According to Zogby International's study of attitudes and perceptions of the Internet, 83 percent of the American adults surveyed believe a typical 12-year old knows more about the Internet than the average member of Congress. This survey finding is more embarrassing than surprising. While less amusing, the survey also shows that Americans overwhelming prefer a television newscast of an event over an amateur video of the same event.
The Zogby study was published in roughly the same news cycle as Time Magazine's selection of anyone participating in the web as its "person of the year." Time's editorial staff is acknowledging the power of everyone who wants a voice having one, at the same time its publishing team is coming to grips with the impact of this tsunami on its business model.
Time and Zogby are both right: there is value in every voice, and yet people look beyond the masses to trusted sources for information. The strong preference for news reports assembled by professional journalists -- even the sensationalism that often passes for television news -- over YouTube et al "news" adds more fuel to an already established point.

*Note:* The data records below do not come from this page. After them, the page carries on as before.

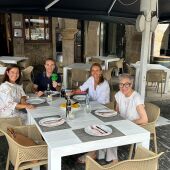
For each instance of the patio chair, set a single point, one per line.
(153, 113)
(25, 157)
(12, 121)
(117, 65)
(143, 160)
(156, 76)
(78, 77)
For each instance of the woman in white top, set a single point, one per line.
(98, 87)
(129, 105)
(12, 96)
(99, 90)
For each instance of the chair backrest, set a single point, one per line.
(12, 121)
(144, 160)
(18, 153)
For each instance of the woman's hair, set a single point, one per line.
(101, 79)
(51, 59)
(126, 76)
(6, 77)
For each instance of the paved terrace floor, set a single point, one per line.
(163, 138)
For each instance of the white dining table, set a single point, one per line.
(11, 59)
(65, 142)
(149, 67)
(80, 66)
(106, 59)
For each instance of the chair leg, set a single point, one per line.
(7, 163)
(155, 142)
(131, 151)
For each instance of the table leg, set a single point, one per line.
(166, 82)
(54, 160)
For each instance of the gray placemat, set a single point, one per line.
(42, 104)
(84, 137)
(47, 129)
(108, 119)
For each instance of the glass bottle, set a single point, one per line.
(68, 107)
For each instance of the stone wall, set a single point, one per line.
(133, 44)
(160, 40)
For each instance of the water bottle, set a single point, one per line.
(68, 107)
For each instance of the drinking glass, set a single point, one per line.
(87, 108)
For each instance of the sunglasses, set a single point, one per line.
(124, 85)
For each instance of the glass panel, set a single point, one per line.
(37, 28)
(27, 34)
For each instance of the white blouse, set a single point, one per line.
(10, 95)
(100, 94)
(128, 105)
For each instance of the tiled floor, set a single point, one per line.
(163, 138)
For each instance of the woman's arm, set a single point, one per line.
(142, 113)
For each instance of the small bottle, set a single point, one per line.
(63, 91)
(87, 99)
(48, 89)
(68, 107)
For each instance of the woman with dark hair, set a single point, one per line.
(45, 80)
(98, 87)
(12, 95)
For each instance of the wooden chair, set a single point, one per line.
(12, 121)
(143, 160)
(25, 157)
(78, 77)
(153, 113)
(156, 76)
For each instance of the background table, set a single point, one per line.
(81, 66)
(65, 142)
(105, 59)
(149, 67)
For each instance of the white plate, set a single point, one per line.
(79, 97)
(105, 113)
(98, 130)
(51, 121)
(35, 100)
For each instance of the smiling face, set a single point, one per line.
(96, 72)
(125, 86)
(13, 74)
(49, 66)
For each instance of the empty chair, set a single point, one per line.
(143, 160)
(12, 121)
(153, 113)
(117, 65)
(25, 157)
(157, 77)
(78, 77)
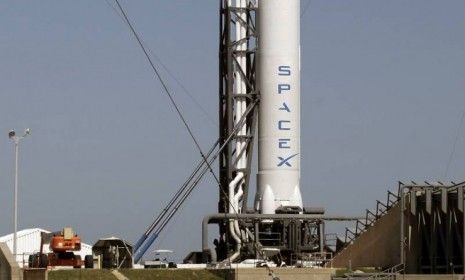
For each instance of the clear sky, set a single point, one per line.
(383, 91)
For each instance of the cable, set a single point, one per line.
(462, 119)
(170, 96)
(168, 71)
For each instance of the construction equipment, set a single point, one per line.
(62, 246)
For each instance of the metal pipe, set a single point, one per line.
(15, 215)
(402, 210)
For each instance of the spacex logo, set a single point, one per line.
(284, 123)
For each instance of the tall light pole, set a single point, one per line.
(13, 137)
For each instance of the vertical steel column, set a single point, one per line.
(236, 68)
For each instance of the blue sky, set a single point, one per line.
(382, 96)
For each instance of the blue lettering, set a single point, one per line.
(281, 126)
(285, 161)
(285, 107)
(282, 87)
(284, 143)
(284, 70)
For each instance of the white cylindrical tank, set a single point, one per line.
(278, 75)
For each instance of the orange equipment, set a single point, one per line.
(63, 244)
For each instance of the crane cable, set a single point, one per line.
(165, 88)
(462, 119)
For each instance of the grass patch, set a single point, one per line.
(81, 274)
(175, 274)
(141, 274)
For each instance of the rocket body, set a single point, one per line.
(278, 57)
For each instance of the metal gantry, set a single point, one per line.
(432, 227)
(236, 93)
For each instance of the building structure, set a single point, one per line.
(28, 243)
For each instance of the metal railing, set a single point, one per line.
(371, 217)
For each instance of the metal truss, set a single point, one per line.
(231, 68)
(432, 227)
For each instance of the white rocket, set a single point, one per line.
(278, 73)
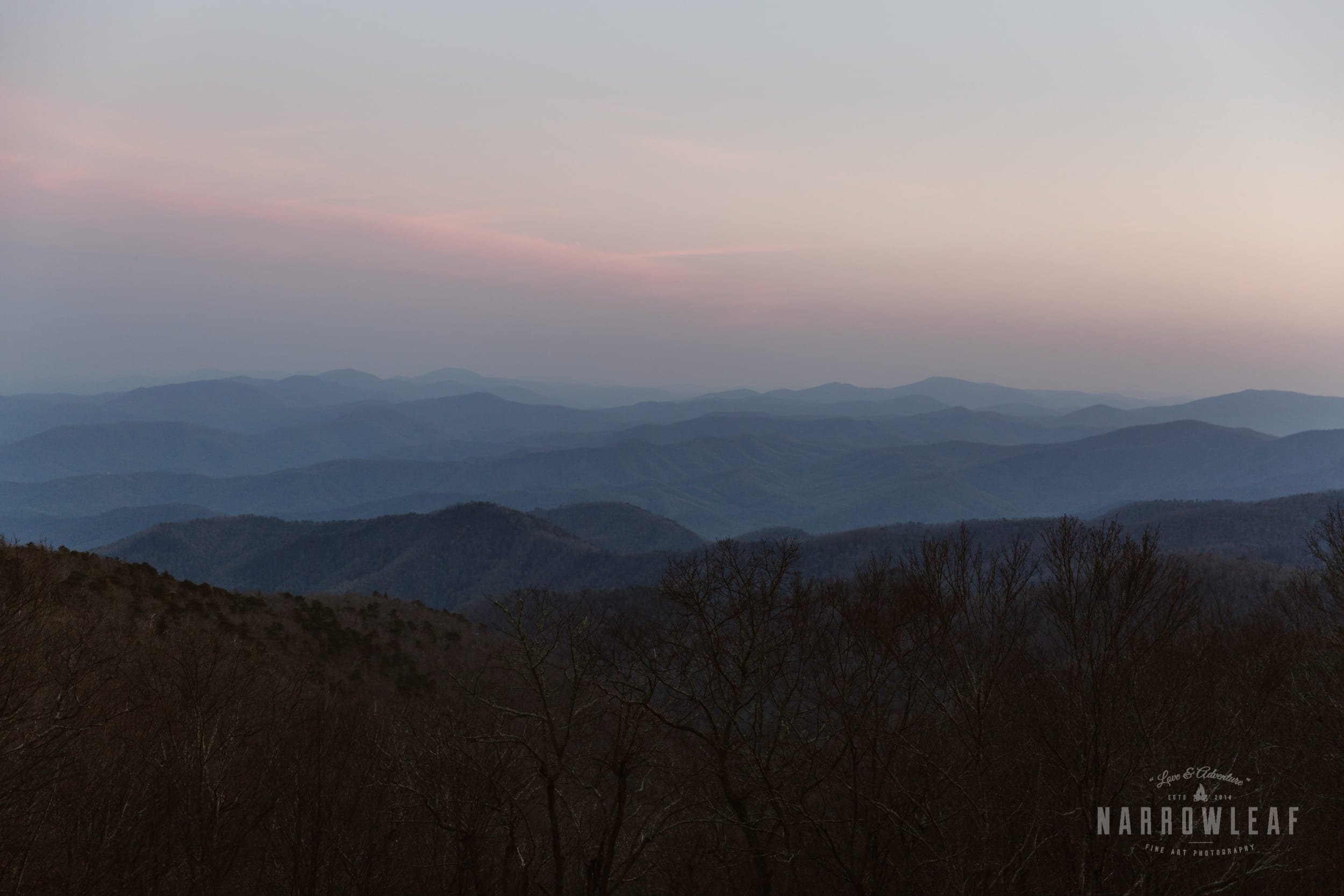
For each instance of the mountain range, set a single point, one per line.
(471, 551)
(347, 445)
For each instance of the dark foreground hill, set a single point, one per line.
(735, 730)
(444, 559)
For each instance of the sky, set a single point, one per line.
(1135, 197)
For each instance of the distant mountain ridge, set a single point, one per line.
(444, 559)
(471, 551)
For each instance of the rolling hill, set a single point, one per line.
(444, 559)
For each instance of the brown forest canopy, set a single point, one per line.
(945, 722)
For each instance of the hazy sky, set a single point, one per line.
(1143, 197)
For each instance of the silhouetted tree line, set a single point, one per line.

It's not new news that the lines between mainstream and social media are blurring. Or that journalists with credibility develop followings regardless of whether they are publishing on a blogging platform or being broadcast over a television signal. But the former have to earn their influence for at least a little while longer, the latter are presumed to have influence by virtue of their venue. Will the same assumptions ring true when another group does a study in 12 months or 18 months?